4. Surface (Cross-Language Rendering Layer)

paste-surface-specv0.1.0
Defines the shared rendering contract:

  • ViewModel schema
  • Component structure (Hero, Address, FormField)
  • Layout rules (webbase, jambase)
  • Asset injection logic
  • BDD feature specs for conventions

paste-surface-scalav0.1.0
Twirl renderer + Apache Pekko HTTP integration.

paste-surface-python (planned)
Jinja2 renderer + Flask/FastAPI integration.


5. DevKit & Packaging

paste-devkitv0.1.0
Architecture documentation, dev setup guides, and the PasteStack layer diagram.

paste-webjarv0.1.0
Maven WebJar packaging for paste core JS, for use in JVM build systems.


🔗 Convention-Based Integration

paste-elements and paste-surface do NOT have code dependencies on each other.

They are connected by conventions:

Convention Type Example Defined In Used By
CSS Classes .paste-ui-hero paste-elements SCSS paste-surface Twirl
Element IDs #introduction-image paste-surface Twirl paste-elements JS + Site CSS
Data Attributes data-paste-parallax paste-surface Twirl paste-elements JS

This enables decoupled releases, multiple surface implementations, and site-level overrides.


🧩 How Everything Fits Together

paste ← foundational JS utilities (v2.0.0)

paste-elements ← JS/SCSS UI components, YUI-style modules (v0.1.0) ↓ paste-assetgraph ← Rust binary: builds bundles + manifest.json (v0.1.0) ↓ paste-surface- ← templates, ViewModels, asset injection (v0.1.0) ↓ Your App ← consistent HTML & assets across languages

This gives teams consistent, modern tooling regardless of backend language.

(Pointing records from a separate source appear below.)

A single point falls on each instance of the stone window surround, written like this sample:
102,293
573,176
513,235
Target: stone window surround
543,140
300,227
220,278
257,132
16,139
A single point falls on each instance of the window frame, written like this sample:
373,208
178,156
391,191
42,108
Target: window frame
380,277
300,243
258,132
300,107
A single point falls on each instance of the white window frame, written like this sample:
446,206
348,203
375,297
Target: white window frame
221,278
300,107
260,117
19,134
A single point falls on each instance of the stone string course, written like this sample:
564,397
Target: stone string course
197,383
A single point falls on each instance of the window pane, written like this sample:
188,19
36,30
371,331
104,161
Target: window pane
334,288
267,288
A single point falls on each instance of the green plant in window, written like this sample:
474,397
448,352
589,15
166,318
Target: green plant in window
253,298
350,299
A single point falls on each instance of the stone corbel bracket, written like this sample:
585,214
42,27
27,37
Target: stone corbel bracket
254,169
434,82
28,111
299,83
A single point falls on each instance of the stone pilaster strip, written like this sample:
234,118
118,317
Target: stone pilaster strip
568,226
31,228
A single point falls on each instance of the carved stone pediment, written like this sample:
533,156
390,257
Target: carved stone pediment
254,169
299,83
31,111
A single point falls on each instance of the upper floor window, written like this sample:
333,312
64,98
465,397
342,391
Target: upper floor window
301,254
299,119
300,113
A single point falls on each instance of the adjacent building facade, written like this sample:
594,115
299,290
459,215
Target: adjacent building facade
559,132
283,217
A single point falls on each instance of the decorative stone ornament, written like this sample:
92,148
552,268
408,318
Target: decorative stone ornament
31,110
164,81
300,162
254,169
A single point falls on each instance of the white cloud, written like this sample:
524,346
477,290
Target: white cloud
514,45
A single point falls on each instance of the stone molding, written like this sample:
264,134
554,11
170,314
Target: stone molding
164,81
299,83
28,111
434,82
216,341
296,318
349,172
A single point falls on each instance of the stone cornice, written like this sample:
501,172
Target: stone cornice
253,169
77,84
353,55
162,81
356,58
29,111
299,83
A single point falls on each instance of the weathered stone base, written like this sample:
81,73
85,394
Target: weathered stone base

🤔 Why PasteStack vs Full Frameworks?

Aspect Full Frameworks (Play, Next, Django) PasteStack
Scope Own your whole app Asset pipeline + templates only
Runtime Framework-specific Works with any HTTP server
Lock-in Routes, controllers, forms tied to framework Portable ViewModels + templates
Asset Pipeline Plugin-based (sbt-web, webpack) Rust binary, no JVM/Node for builds
Multi-language Single language Scala, Python, basic HTML
Size Heavy (~100+ deps) Minimal (just what you need)

PasteStack is a library, not a framework.

  • Use it with Pekko HTTP, http4s, FastAPI, Flask, or plain HTML
  • Same ViewModels and templates work across runtimes
  • Asset pipeline runs independently (fast CI, no JVM needed)
  • Original paste patterns: JAM URLs, paste.define/paste.require, multi-CDN support

When to use a full framework instead:

  • You want forms, CSRF, sessions, i18n out of the box
  • You're building a traditional MVC app
  • You don't need multi-runtime portability

🌐 Ideal Use Cases

PasteStack is perfect for:

  • internal tools and enterprise applications
  • server-rendered architectures
  • organizations with mixed-language stacks
  • teams needing deterministic, standardized asset loading
  • performance-sensitive applications
  • UI modernization efforts

🤝 Contributing

PasteStack is organized as a multi-repo ecosystem.
Contributions are welcome in any area:

  • JS utilities (paste)
  • UI components (paste-elements)
  • asset pipeline (paste-assetgraph)
  • renderer implementations
  • documentation & examples
  • language integrations
  • tooling & testing

Open a PR or issue in the relevant repository.


📄 License

Unless otherwise noted, all PasteStack components are MIT Licensed.


PasteStack is the evolution of a decade-long idea:
simple tools, sharp boundaries, and performance-first design
now scaled into a full, modern front-end platform.